De samenvattende bevinding is dat rijksbreed gemiddeld 75% van de facturen tijdig is betaald. Langere betaaltermijnen dan 30 dagen worden voor dit onderzoek ook als tijdig beschouwd indien die zijn overeengekomen met de leverancier of als de oorzaak voor die langere termijn bij de leverancier ligt. Het blijkt dat de betaaltermijnen binnen het Rijk sterk uiteenlopen. Sommige onderdelen voldoen in hoge mate aan de gestelde eisen. Helaas moet worden geconstateerd dat andere onderdelen achterblijven. Er is geen onderzoek gedaan naar bij de departementen gelegen oorzaken van lange betaaltermijnen. Wel zijn indicaties van die oorzaken naar voren gekomen. Indicaties van oorzaken van niet-tijdige betalingen zijn onder meer de afsluiting van administraties in december (“jaarafsluiting”), bezetting van betaalorganisaties, trage verificatie van facturen en onjuistheden in administratieve verwerking en het feit dat bij sommige departementen de betaalprocessen nog geen rekening hielden met de inmiddels gewijzigde betaaltermijn.

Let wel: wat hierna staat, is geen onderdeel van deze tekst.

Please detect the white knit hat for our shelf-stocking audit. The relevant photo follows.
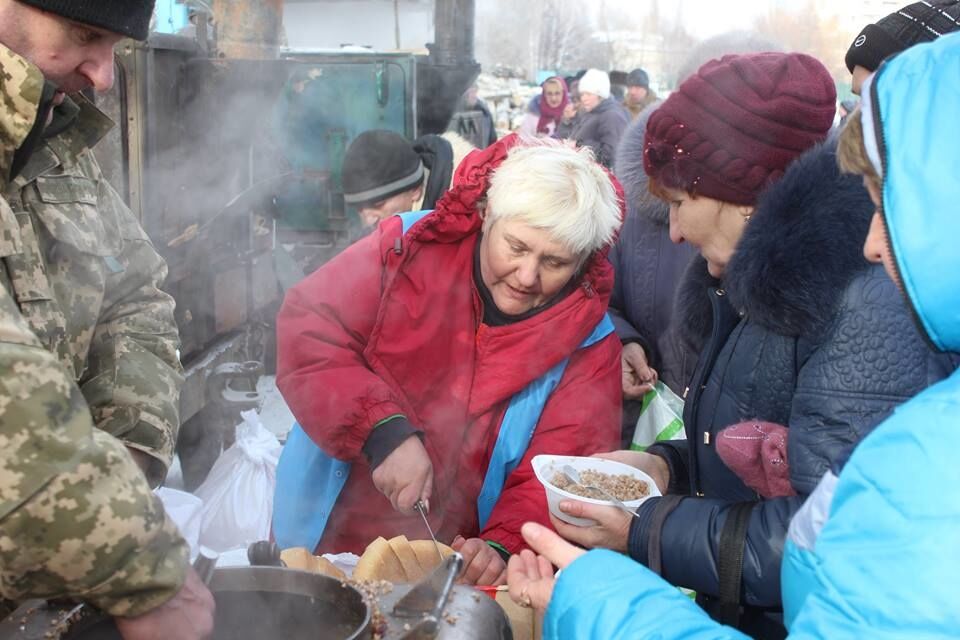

Gezien de uitkomsten van het onderzoek, blijkt het nodig om aanvullende maatregelen te treffen om de betaaltermijn van 30 dagen te kunnen realiseren. De betaalorganisaties zullen maatregelen treffen om in het vervolg rekeningen waarvoor de prestatie is geleverd, binnen 30 dagen na ontvangst van de factuur te betalen, tenzij met de leverancier een andere termijn is overeengekomen. Binnen die 30 dagen moet worden vastgesteld of aan de voorwaarden uit de (koop)overeenkomst is voldaan en moet er bij een positieve bevinding betaald zijn. Het kan zijn dat sommige betaalorganisaties hiervoor de administratieve procedures moeten aanpassen of de geautomatiseerde systemen moeten wijzigen. Verder zullen de departementale directies Financieel Economische Zaken de regierol over het betaalproces versterken. Indien nodig wordt strikter gemonitord op de naleving van de geldende betaalnormen en processen (betalen binnen 30 dagen). Ook zal worden geleerd van die departementen die een veel hoger percentage hebben gehaald dan het gemiddelde van 75% (best practices). Tot slot zal de formulering van de ARVODI en ARIV zodanig worden aangepast dat er geen misverstand kan bestaan wanneer de betaaltermijn aanvangt.

Over een jaar wordt het onderzoek naar het betaalgedrag bij de departementen herhaald en wordt u geïnformeerd of de reeds getroffen en nog te treffen maatregelen tot de gewenste verbetering hebben geleid (sneller betalen).